Guillaume Mika – Doit-on toujours choisir ?

Prénom Nom – Les 14 et 15 décembre Le Liberté à Toulon

Le toulonnais Guillaume Mika est metteur en scène. Mais aussi comédien, vidéaste, musicien, passionné de sciences, et j’en passe. Dans cette comédie théâtro-scientifique, il se pose cette question du choix, et notamment des choix de carrière que l’on nous impose pendant notre scolarité, en mettant en scène un tardigrade. Mais c’est quoi donc ?

Peux-tu nous parler de cette théorie d’Ernst Von Haeckel et des tardigrades ?
C’est une théorie proposée à la fin du XIXème par un jeune scientifique, fan de darwinisme, qui dit qu’un embryon humain récapitule pendant son évolution l’ensemble du champ des vivants. Tout le monde parlait de ça à ce moment-là. Mais il s’est avéré que ses dessins étaient faussés et elle est tombée dans l’oubli.
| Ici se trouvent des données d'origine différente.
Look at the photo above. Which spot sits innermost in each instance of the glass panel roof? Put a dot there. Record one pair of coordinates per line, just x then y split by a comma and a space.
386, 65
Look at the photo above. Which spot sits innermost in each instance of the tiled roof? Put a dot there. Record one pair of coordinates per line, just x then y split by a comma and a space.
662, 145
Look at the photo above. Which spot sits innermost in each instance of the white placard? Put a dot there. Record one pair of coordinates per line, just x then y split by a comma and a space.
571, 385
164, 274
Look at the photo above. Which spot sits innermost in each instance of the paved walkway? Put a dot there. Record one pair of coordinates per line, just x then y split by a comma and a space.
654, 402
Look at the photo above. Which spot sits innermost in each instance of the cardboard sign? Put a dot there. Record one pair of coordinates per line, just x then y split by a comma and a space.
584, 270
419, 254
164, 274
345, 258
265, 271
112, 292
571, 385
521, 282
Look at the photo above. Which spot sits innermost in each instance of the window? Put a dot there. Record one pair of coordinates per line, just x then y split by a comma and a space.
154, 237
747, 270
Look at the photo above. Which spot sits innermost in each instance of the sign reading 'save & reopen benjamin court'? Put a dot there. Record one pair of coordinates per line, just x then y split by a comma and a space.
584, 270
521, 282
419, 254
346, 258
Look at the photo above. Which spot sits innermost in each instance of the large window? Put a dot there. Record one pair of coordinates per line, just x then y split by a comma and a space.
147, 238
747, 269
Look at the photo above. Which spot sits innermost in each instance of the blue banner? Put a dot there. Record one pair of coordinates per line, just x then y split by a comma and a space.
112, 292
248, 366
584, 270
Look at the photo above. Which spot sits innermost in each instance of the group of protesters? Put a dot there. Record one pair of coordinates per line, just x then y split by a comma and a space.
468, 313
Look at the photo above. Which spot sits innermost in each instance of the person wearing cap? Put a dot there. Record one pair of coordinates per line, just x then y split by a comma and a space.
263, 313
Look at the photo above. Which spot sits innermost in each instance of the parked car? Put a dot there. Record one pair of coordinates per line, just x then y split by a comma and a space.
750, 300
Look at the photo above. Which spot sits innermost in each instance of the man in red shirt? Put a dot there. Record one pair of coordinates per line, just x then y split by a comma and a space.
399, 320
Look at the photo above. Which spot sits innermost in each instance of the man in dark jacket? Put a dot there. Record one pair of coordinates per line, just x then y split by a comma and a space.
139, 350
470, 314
Poétiquement, je l’ai trouvée intéressante et j’ai imaginé qu’après un mois de grossesse, on serait peut-être à l’état de tardigrade. C’est un insecte invertébré de 0,3 mm très maladroit. La métaphore sociale m’intéressait. On n’a rien à faire du monde microscopique, il n’y a pas de Brigitte Bardot du microscopique ! Cet insecte est très étudié depuis dix ans car il a la faculté quand il est stressé d’entrer en cryptobiose : il s’auto-dessèche et devient quasi indestructible. C’est un animal fascinant et quand on le regarde, il provoque cet effet « oh il est mignon ». On en fait même des peluches ! Et j’avais un autre sujet en tête, l’évolution scolaire, je m’en suis donc servi pour en parler.

Justement, quel est le rapport entre ce tardigrade et l’évolution scolaire ?
Je dirais la classification du vivant et les cases sociales. Je voulais parler des CIO (Centre d’Information et d’Orientation) avec des gens qui ont un job central et un peu fou d’être à la fois psychologues, cartographes des métiers et accompagnants. J’ai passé plusieurs années à étudier l’évolution, le darwinisme, avec cette question du choix : qu’est ce qui fait qu’une espèce va survivre ? J’étais aussi intéressé par le déterminisme social. Dans mes études, j’ai été confronté à ces problématiques de choix : je voulais tout faire, tout apprendre, et je me demandais pourquoi on classifiait. J’étais entre les arts et les sciences, mais le mélange ne se faisait pas. Dix ans plus tard, je suis heureux d’arriver à mélanger. Ce spectacle est une métaphore, à l’heure de la réforme Blanquer et de Parcours Sup, avec ce gros bordel dans les choix d’options. Ce tardigrade serait un peu un élève dyspraxique, pas dans les clous, il y a une absurdité à lui faire choisir un métier. Mais c’est avant tout une comédie de science-fiction ludique et joyeuse.

En quoi est-ce important pour toi artistiquement de mélanger les genres, et ici du cirque (contorsion) ?
Ce n’est pas un choix intellectuel, j’éprouve beaucoup de plaisir à le faire. Le sujet est déjà hybride, le tardigrade, l’éthologie, l’orientation scolaire… Je mets du temps à écrire, il y a un long processus de tri, et à un moment je chope une fiction et je me demande comment décaler le regard. J’aime pratiquer plusieurs disciplines, la musique, la vidéo… Là, il y aussi la rencontre avec Adalberto Fernandez Torres et le costume créé par Aliénor Figueiredo. Comment un corps de contorsionniste peut arriver à faire vivre ce costume très difficile à manipuler ? Il me permet aussi de parler d’anthropocentrisme. On interprète les mouvements de ce tardigrade. Est-il vraiment joyeux à ce moment-là ? Répond-il vraiment ? Ou est-ce qu’on l’imagine ?

Tu co-réalises au plateau la musique avec Vincent Hours, que nos lecteurs connaissent bien, peux-tu nous en parler ?
Vincent est le maître du son, il crée la musique et le design sonore. Moi j’utilise sur scène le thérémine, le premier instrument électronique inventé au début du XXè. C’est le seul instrument sans contact physique, il fonctionne avec des ondes électromagnétiques, on cueille les notes dans l’espace. C’est à l’image de ce microscope, avec lequel je regarde le tardigrade, qui permet de voir l’invisible.

Ce spectacle a été soutenu par Châteauvallon-Liberté Scène Nationale…
Le Liberté est un partenaire très présent. Ils m’ont permis de faire deux résidences à Châteauvallon, et on est très content de pouvoir y jouer ce spectacle car nous n’avions pas pu y présenter le précédent à cause de la pandémie.